Returning from mapping

Todo

This section is being edited and updated. Please let us know if you find any errors or omissions.

When you’re ready, collected data should be cleaned and uploaded to OSM. Between the time you created the AOI export to the time you are ready to push the data back, OSM users in online environments may have created changes to the map. Rather than overwriting those changes, you will need to go through a conflict detection and resolution process.

Ideally, you can do iterative mapping: use iD and JOSM to edit the OSM database extract stored locally on the POSM, render new deployment files and tiles, collect more data with Field Papers and OpenMapKit, and repeat. The accumulated edits would then need to be transferred from your local OSM to online OSM. To handle this, we’ve developed POSM replay.

OMK Server > JOSM > OSM

You can clean the data exported from OpenMapKit Server and upload to OSM (resolving conflicts while doing so) using JOSM.

For large amounts of data, there are certain tools and processes that can streamline data cleaning.

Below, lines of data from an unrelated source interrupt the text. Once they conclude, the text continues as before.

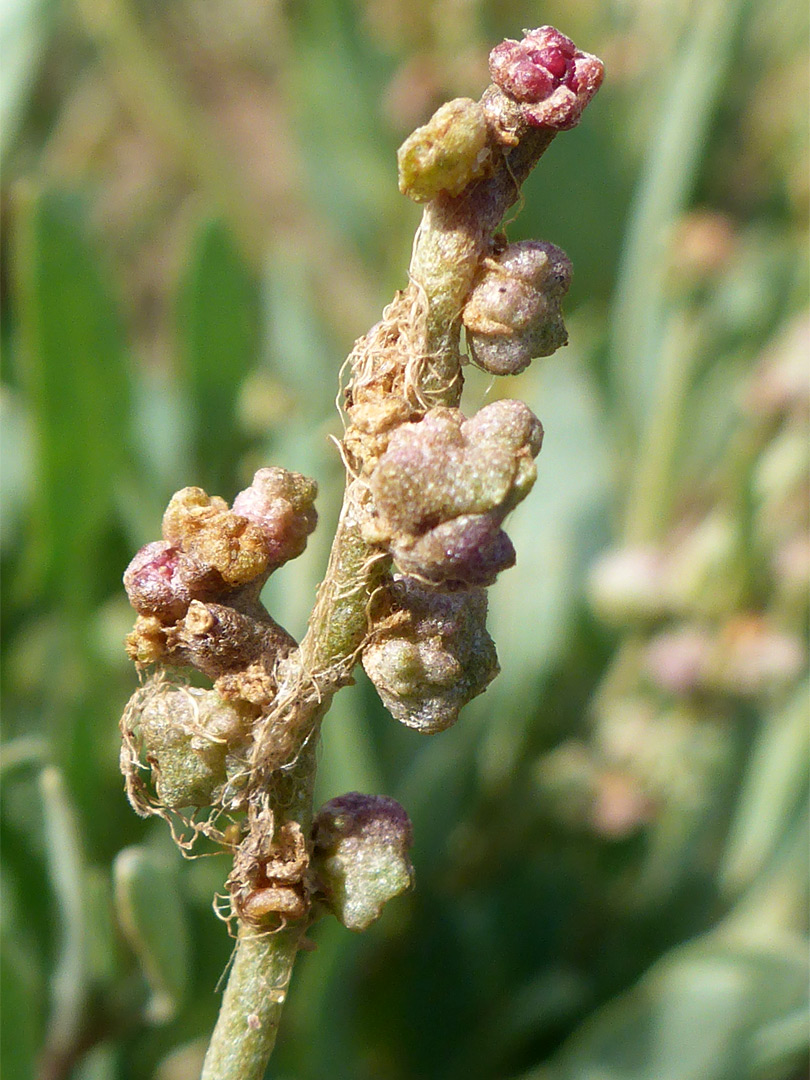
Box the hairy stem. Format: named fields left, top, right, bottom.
left=200, top=924, right=303, bottom=1080
left=408, top=119, right=557, bottom=400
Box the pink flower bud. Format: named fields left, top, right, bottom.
left=231, top=467, right=318, bottom=571
left=123, top=541, right=219, bottom=622
left=488, top=26, right=604, bottom=130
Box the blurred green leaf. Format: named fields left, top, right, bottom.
left=0, top=386, right=32, bottom=552
left=40, top=765, right=90, bottom=1069
left=12, top=186, right=132, bottom=610
left=609, top=0, right=743, bottom=446
left=474, top=352, right=612, bottom=790
left=0, top=911, right=41, bottom=1080
left=721, top=683, right=810, bottom=897
left=113, top=845, right=190, bottom=1023
left=177, top=218, right=260, bottom=494
left=288, top=0, right=397, bottom=261
left=0, top=0, right=54, bottom=155
left=531, top=938, right=809, bottom=1080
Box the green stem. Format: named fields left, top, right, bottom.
left=200, top=924, right=304, bottom=1080
left=408, top=118, right=556, bottom=401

We documented our data cleaning workflow for a project in West Africa. This is project-specific but may be useful in guiding the development of your own workflow.

Here’s a short summary:

  1. Retrieve the .osm file from OMK server and open in JOSM. Enable the ToDoList and OpenData plug-ins for JOSM.
  2. Purge non-relevant features (features that don’t need to be cleaned, or features outside a geographic area where you want to focus) using CTRL+Shift+P. Do not delete these features.
  3. Save the points and polygons as separate files.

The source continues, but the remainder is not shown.